When consumers shop for gifts this Christmas season, home equity loans will pay for less of what goes under the tree.
In every holiday shopping season from 1995 through 2005, Christmas was on the house.
Not this year.
The housing downturn that started last year and has accelerated this year has barred the chimney to Santa in many homes, as owners find they no longer have the growing equity that can be tapped again and again to finance spending.
Preliminary figures for sales on Black Friday, the day after Thanksgiving, were mixed. Market watcher ShopperTrak RCT said sales per person were down 3.5 percent compared with a year earlier. But overall sales totals rose 8.3 percent.
Financial firm UBS said sales were on track for the weakest performance since 2002.

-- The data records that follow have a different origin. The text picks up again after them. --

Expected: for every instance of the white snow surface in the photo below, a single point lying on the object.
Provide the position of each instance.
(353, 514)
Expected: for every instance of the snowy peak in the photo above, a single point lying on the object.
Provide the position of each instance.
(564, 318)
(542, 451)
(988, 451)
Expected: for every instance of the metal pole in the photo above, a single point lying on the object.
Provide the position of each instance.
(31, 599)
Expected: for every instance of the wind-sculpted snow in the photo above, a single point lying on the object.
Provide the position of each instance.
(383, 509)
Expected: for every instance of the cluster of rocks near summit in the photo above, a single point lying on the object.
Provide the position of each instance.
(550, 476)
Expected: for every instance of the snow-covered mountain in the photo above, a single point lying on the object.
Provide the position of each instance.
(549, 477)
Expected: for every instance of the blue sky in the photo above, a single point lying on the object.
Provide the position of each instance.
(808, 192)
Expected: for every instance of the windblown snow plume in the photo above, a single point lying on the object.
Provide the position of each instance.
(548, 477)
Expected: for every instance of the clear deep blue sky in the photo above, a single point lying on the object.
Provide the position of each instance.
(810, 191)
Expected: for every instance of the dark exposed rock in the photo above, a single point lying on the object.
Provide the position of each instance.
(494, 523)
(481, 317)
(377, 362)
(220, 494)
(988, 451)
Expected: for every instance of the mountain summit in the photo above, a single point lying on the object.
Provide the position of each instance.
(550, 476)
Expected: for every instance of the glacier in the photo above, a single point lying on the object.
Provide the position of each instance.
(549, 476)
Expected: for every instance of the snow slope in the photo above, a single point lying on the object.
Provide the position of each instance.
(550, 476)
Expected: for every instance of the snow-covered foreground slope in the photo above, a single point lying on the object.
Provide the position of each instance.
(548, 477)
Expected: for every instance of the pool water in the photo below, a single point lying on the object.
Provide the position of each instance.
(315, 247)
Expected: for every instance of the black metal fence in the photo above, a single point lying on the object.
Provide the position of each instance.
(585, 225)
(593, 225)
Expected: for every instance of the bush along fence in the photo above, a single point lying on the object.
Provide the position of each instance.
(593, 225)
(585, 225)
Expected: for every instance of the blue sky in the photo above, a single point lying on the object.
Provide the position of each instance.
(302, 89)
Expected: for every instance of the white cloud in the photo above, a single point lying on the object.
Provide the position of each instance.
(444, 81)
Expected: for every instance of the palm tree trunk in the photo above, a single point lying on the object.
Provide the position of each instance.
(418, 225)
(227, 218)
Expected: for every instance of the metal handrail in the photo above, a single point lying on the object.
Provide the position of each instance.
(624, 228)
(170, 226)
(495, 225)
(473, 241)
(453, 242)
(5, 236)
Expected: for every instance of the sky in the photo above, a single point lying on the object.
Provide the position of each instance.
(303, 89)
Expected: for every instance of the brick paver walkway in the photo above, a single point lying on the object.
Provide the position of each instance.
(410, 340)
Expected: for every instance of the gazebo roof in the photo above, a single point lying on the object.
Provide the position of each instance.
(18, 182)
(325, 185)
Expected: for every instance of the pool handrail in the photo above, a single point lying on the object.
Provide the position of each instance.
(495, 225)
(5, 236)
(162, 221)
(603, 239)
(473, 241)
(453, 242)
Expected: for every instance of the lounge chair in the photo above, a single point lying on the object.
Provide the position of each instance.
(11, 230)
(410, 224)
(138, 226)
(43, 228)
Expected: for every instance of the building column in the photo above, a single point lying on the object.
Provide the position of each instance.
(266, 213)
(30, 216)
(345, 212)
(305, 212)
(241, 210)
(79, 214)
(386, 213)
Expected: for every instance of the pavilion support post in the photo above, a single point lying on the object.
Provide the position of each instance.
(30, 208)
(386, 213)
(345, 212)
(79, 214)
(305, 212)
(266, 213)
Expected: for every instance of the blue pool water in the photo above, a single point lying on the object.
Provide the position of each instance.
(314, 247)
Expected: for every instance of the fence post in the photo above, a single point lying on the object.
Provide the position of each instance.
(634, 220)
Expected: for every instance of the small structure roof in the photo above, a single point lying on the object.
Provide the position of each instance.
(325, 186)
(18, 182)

"People have been using their home as a very large ATM for a number of years," said Keith Leggett, senior economist at the American Bankers Association in Washington. "With housing values declining, rising defaults and greater concern about excess of risks, clearly we've seen banks pull back on underwriting. They've tightened their terms of credit."
The shift is one of a number of factors, from changes in household income to rising oil prices to changes in consumer mood, that will play a role in spending decisions.
"It's part of a larger picture, where, if a family is stretched and they have exhausted their resources for borrowing, then some people are hitting the wall," said Joe Belew, president of the Consumer Bankers Association, a banking trade group based in Washington. Still, he questioned whether home equity will be a deciding factor in Christmas retail sales.
"I don't think you go to the department store and buy a pair of shoes on your home equity line of credit," Belew said.
In years past, home equity loans often were tapped to pay down credit-card balances, which could embolden shoppers to be free with the plastic.
In 2005, nearly $144 billion in money mined from home equity was used to pay down non-mortgage debt. That figure was nearly double the total used to tamp down consumer credit balances in 2002, according to estimates in a recent study by former Federal Reserve Chairman Alan Greenspan and Fed economist James Kennedy.
Even families with good credit ratings this holiday season may notice a change in their borrowing power.
Equity lending shrinking
"It's been a sea change in consumer lending," said Scott Anderson, senior economist at the Minneapolis office of Wells Fargo & Co. "Equity loans were growing at 40 to 50 percent rate." Now they're contracting, he said.
In the third quarter, consumers took an estimated $60 billion in cash from home equity loans, down 26 percent from three months earlier, according to Freddie Mac, a federally chartered home mortgage company.
"Recent events in financial markets may make it harder for some borrowers to qualify for cash-out refinancing, and declining home values will also limit options for some borrowers," said Amy Crews Cutts, Freddie Mac deputy chief economist, in a statement that accompanied the survey.
On the other hand, Cutts noted that home equity remains a vast pool of wealth, with aggregate home value still far above what it was only a few years ago. Homeowners "have about $10 trillion in home equity available, according to the Federal Reserve Board," she said.
One thing is clear: For the first time in more than a decade, ready cash from home financing won't be fattening the wallets of shoppers prowling the mall.
For each of the years from 1995 to 2005, home equity loans financed a larger share of consumer spending than the year before, Greenspan and Kennedy found in their research.
In 2005, "equity extraction" from home sales, home equity loans and cash out refinancing generated $1.4 trillion in free cash -- money used to pay down debts, pay for home improvements and finance consumer spending, Greenspan and Kennedy figured.
That's nearly double the amount only three years earlier.
While data for 2006 are not available, experts say the trend probably held last year, before this year's reversal of fortune in the residential real estate and financial markets.
Estimates vary widely on how important home equity is to consumer spending. At the low end, economists figure every dollar change in the value of a home equates to a 2-cent change in spending. At most, every dollar change may lead to a 7-cent change in spending.
That could translate into a decline in consumer spending of $48 billion to $168 billion, equating to a drop in consumption of 1 percent to 2.7 percent, said Anderson at Wells Fargo.
Significant, but not disaster
"I think it's significant," he said. "It's not a disaster. The home price decline won't be the cause of a recession but it will limit that ability of the economy to [absorb] further shocks."
Dan Laufenberg, chief economist at Ameriprise Financial Inc., said he believes retailers will squeak by with modest gains in sales, despite the hit in home values.
"It's not a question of whether housing will be a drag on the economy, because it already is," he said. But the national economy continues to create jobs, corporate profits are solid if not spectacular and, as of the second quarter, Americans had a combined net worth $4.2 trillion greater than a year earlier.
"The wealth effect looks like it's positive, but maybe not as positive as it was," Laufenberg said.
If home equity loans become harder to get, consumers could seek recourse to an old standby -- plastic.
"What you may find is that people actually substitute back to credit cards if the home equity avenue closes down," said Leggett, at the American Bankers Association.